© JUNGE FREIHEIT Verlag GmbH & Co. www.jungefreiheit.de 10/18 / 02. März 2018

GegenAufklärung
Kolumne
Karlheinz Weißmann

Dänische Miniaturen A: Bei einer Veranstaltung, die im Dänischen Reichstag aus Anlaß des 25. Jahrestages der Veröffentlichung von Botho Strauß’ „Anschwellendem Bocksgesang“ stattfand, ging es am Rande auch um die deutsche Vergangenheitspolitik. Der deutsche Teilnehmer war selbstverständlich auf gewisse Empfindlichkeiten beim nordischen Nachbarn gefaßt.
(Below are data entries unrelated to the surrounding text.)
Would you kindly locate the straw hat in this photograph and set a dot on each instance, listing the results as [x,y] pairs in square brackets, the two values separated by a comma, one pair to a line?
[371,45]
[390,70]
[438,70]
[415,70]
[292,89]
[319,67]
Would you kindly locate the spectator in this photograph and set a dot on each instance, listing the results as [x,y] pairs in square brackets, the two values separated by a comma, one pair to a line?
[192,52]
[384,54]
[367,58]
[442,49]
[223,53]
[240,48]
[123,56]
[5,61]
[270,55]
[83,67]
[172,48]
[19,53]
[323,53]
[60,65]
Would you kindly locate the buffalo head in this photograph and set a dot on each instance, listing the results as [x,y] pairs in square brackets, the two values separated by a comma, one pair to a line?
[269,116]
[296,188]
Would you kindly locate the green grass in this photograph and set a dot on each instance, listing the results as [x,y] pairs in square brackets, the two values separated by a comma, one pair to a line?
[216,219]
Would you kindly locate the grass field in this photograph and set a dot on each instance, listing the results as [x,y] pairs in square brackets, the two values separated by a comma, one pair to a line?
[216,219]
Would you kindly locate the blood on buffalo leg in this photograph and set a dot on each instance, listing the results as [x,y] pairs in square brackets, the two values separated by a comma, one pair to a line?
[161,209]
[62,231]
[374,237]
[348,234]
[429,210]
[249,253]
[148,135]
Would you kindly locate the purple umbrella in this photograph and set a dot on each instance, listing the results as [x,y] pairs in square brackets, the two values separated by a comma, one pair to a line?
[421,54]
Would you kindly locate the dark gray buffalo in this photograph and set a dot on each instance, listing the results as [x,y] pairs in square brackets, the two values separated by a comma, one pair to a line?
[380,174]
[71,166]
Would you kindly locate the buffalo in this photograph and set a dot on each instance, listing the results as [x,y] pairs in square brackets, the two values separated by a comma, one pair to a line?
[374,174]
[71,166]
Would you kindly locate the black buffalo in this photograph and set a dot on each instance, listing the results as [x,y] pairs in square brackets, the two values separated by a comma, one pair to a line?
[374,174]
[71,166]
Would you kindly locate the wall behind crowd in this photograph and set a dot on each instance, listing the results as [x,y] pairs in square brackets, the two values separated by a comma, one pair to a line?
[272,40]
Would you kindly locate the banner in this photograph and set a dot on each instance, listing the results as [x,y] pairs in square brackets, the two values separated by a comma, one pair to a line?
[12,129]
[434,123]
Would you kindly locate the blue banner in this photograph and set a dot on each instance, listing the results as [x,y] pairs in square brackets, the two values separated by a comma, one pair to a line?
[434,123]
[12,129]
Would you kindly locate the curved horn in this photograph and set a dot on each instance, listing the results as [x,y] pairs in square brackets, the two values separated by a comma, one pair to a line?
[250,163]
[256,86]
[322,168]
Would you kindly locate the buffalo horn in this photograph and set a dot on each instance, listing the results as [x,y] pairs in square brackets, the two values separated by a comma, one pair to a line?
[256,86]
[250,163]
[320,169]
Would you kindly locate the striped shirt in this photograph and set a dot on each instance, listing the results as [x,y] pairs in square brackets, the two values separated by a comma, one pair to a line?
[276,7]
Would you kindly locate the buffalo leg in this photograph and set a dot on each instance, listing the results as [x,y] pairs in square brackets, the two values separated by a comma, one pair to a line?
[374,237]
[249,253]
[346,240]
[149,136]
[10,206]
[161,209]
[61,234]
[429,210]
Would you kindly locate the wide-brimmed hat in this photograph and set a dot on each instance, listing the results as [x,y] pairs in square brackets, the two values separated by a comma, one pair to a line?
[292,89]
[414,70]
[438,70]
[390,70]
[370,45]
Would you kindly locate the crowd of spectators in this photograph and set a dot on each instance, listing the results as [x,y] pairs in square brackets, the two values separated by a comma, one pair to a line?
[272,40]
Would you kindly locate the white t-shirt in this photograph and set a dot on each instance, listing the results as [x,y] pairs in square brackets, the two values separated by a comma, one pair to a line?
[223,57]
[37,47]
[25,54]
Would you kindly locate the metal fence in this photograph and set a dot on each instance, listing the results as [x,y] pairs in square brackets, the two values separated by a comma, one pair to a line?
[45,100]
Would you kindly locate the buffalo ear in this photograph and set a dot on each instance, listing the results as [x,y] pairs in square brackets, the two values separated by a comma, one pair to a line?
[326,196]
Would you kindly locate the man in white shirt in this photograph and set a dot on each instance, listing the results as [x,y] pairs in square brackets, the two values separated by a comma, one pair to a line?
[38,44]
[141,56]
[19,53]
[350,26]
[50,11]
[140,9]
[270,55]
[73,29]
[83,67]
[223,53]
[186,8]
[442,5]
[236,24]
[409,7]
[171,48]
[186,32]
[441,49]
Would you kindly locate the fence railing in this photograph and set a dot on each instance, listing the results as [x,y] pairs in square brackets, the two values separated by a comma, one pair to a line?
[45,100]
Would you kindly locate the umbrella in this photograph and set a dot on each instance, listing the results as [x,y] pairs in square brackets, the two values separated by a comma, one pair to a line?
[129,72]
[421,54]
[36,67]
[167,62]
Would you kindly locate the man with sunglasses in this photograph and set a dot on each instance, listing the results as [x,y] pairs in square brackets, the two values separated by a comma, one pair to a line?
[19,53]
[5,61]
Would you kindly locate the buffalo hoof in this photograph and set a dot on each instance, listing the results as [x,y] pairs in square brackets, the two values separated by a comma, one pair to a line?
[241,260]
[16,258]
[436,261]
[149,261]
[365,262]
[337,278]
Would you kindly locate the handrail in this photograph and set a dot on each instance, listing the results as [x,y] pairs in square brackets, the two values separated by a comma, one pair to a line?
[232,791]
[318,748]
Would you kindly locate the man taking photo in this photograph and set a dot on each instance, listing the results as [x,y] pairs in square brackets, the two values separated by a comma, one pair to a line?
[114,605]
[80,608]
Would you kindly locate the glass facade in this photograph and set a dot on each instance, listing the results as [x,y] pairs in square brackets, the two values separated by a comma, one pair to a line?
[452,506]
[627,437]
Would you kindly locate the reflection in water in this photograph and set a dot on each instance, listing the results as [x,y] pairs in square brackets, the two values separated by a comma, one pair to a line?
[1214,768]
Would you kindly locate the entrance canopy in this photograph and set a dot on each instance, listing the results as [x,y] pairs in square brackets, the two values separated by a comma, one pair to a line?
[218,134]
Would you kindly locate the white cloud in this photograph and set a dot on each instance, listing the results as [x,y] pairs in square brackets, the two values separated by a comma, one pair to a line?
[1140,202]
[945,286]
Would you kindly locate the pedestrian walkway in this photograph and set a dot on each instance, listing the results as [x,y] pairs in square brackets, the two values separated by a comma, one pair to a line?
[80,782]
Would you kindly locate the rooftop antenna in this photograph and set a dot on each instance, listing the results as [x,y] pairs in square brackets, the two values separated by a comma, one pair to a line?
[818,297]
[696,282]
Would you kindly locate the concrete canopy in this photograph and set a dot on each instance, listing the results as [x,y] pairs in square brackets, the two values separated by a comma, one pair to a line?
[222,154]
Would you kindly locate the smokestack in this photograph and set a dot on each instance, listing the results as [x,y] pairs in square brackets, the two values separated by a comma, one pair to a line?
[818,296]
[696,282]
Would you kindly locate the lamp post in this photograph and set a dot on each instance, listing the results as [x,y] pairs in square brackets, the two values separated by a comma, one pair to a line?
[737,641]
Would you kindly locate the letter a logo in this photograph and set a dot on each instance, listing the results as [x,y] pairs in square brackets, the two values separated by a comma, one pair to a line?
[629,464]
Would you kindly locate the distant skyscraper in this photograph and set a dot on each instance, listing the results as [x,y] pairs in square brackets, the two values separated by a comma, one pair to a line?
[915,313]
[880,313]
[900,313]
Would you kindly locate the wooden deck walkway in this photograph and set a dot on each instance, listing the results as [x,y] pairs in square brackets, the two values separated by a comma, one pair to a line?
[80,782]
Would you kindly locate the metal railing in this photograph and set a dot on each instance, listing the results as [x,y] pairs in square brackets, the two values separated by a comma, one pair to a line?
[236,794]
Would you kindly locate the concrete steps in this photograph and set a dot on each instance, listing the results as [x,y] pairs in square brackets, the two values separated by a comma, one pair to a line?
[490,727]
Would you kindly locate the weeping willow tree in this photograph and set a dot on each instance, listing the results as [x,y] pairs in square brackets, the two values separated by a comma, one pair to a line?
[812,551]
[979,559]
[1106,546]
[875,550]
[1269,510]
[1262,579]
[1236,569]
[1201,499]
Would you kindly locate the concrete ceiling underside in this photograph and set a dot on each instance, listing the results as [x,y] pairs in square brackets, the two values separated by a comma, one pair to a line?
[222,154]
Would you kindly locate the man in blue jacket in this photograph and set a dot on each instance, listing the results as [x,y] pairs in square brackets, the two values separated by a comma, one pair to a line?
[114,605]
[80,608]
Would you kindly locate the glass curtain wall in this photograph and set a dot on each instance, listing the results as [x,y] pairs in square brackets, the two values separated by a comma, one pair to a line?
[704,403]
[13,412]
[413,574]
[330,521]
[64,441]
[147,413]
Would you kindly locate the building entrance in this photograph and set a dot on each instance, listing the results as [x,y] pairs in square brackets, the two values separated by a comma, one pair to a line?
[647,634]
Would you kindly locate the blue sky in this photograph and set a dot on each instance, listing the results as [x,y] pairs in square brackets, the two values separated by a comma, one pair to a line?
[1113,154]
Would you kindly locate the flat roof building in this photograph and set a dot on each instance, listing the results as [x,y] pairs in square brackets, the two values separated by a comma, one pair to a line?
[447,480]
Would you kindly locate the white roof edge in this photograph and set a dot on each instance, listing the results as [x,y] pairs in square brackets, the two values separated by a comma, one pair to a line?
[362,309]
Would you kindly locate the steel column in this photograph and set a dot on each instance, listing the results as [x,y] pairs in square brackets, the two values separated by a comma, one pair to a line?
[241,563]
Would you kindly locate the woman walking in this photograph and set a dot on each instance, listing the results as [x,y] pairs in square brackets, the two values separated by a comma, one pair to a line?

Um so erstaunlicher war die Tendenz der Fragen, die an ihn gerichtet wurden: Wie kann es sein, daß nach mehr als zwei Generationen, die zwischen Kriegsende und Gegenwart liegen, noch von der „ewigen Schuld“ der Deutschen gesprochen wird? Wieso ist immer die Rede von „deutscher Schuld“, aber nie von „russischer Schuld“ an den Greueln des Bolschewismus oder von „amerikanischer Schuld“ an Indianermord, Sklaverei und Atombombenabwurf? Warum wird nicht zum Thema gemacht, daß hinter fast jedem Schuldvorwurf ein Interesse steckt? Warum lassen sich die Deutschen das gefallen?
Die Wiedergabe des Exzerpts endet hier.